User-Behavior Trust Modeling in Cloud Security
Abstract
With the cloud computing increasing in popularity by providing a massive number of services such as recourses and data center, the number of attacks is increasing. Security is a basic concern in cloud computing, and threats can occur both internally and externally. Users can access the cloud infrastructure for software, operating systems, and network infrastructure provided by the cloud service providers (CSPs). Evaluating users’ behavior in the cloud-computing infrastructure is becoming more important for both cloud users (CSs) and the CSPs that must ensure safety for users accessing the cloud. Because user authentication alone is not enough to ensure the users’ safety and due to the rise of insider threats, the users’ behavior must be monitored. User-behavior trust plays a critical role in ensuring the users’ authenticity as well as safety.

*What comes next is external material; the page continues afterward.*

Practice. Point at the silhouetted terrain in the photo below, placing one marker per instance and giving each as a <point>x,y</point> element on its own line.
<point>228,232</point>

To address the research problem, we proposed two models to monitor the users’ behavior in the cloud and then to calculate the users’ trust value. The proposed models improve the current trust models. Our proposed models address the issue of trust fraud with the concept of “slow increase.” The proposed models deal with malicious conduct by constantly aggravating the penalty approach (principle of “fast decline”). The proposed models reflect the users’ latest credibility through excluding the expired trust policy in the trust calculation. The proposed models evaluate users based on a large amount of evidence which ensures that the users’ trust value is stable. We generate a dataset to simulate audit logs containing the designed user-behavior patterns. Thus, we use the dataset to evaluate our proposed models.